La présaison devait poser les bases. Elle laisse surtout un goût amer à Maverick Vinales. À Buriram, le pilote Red Bull KTM Tech3 Maverick Viñales n’a pas masqué son agacement, pointant du doigt un programme de tests qui, selon lui, l’a empêché de travailler sur l’essentiel : sa moto de course.
Viñales a été direct : « je n’ai pas eu la chance de me concentrer sur le réglage de ma moto pour la course. »
Seulement 26 tours avec la même configuration. Une simulation de sprint à peine entamée.
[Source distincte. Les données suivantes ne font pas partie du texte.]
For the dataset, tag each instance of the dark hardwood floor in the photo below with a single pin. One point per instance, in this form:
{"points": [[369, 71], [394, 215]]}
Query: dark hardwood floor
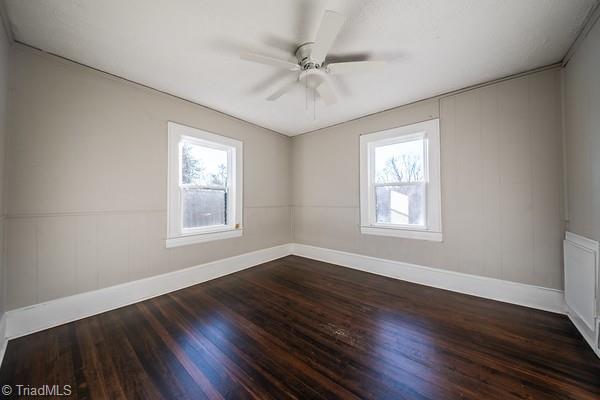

Et surtout, pas le temps nécessaire pour plonger dans l’électronique, élément clé sur une RC16 exigeante.
« Je sens que j’ai besoin d’au moins un jour de plus juste pour travailler sur l’électronique. » À quelques jours du Grand Prix de Thaïlande, ce n’est pas le genre de phrase qu’un pilote veut prononcer.
La simulation de sprint ? Acceptable. Le long relais ? Problématique. « C’était notre premier long relais, et nous devons améliorer notre rythme. C’est difficile de trouver une cadence. »
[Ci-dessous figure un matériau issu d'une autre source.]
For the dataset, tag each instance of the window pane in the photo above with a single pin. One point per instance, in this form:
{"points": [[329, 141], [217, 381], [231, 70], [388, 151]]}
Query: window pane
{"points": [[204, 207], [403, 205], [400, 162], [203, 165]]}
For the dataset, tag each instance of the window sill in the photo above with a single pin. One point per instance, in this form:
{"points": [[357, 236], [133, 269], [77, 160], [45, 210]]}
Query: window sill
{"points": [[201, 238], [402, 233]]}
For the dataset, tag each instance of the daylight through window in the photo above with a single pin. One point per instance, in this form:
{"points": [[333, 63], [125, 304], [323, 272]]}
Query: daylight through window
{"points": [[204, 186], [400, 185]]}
Viñales s’attendait à être plus haut dans la hiérarchie. « Je m’attendais à être beaucoup plus haut. Cette piste est compliquée. L’asphalte glissant ne convient pas à notre moto. »
Buriram expose les faiblesses : adhérence précaire, gestion du pneu arrière délicate, perte de vitesse en courbe.
L’Espagnol a identifié le point noir : « le principal problème était le freinage ; je ne pouvais pas utiliser efficacement l’adhérence arrière. »

Maverick Viñales : « Je savais exactement ce dont j’avais besoin après Sepang, et pourtant je me retrouve à tester les mêmes composants »
Et la spirale s’enclenche : « à mesure que l’adhérence arrière diminuait, je perdais une vitesse significative dans les virages, ce qui m’obligeait à ouvrir l’accélérateur plus tôt et à abîmer le pneu arrière. »
Moins d’adhérence, plus d’usure, moins de vitesse. Un cercle vicieux. « J’avais cinq jours pour travailler là-dessus pendant la présaison. Alors pourquoi en suis-je encore là à la veille du week-end de course ? »
Mais au fait, pourquoi retester les mêmes pièces ? C’est peut-être là que la frustration devient polémique.
Viñales révèle avoir dû retester des composants déjà écartés après Sepang. « Je savais exactement ce dont j’avais besoin après Sepang, et pourtant je me retrouve à tester les mêmes composants ici. »
Il reconnaît même qu’il aurait dû être plus ferme : « parfois, je devrais être plus affirmé sur mes instincts. » Sous-entendu : le pilote n’a pas totalement dicté la direction technique.
Le problème est simple : il n’y a plus de marge. « J’ai toujours l’impression d’avoir besoin de cette journée supplémentaire pour trouver la moto, mais le test est terminé. »
Prochain test officiel : Jerez, le 27 avril. D’ici là, ce sera la course. Et uniquement la course.
Faut-il y voir une crise chez KTM ? Pas forcément. Mais les signaux sont là : manque de temps de réglage individuel, instabilité au freinage, gestion du pneu arrière problématique, frustration du pilote vedette.
Dans un MotoGP ultra-serré, la moindre désorganisation se paie cash. Le Grand Prix de Thaïlande arrive. Et Viñales n’a pas la sérénité d’un pilote prêt à jouer le top 5.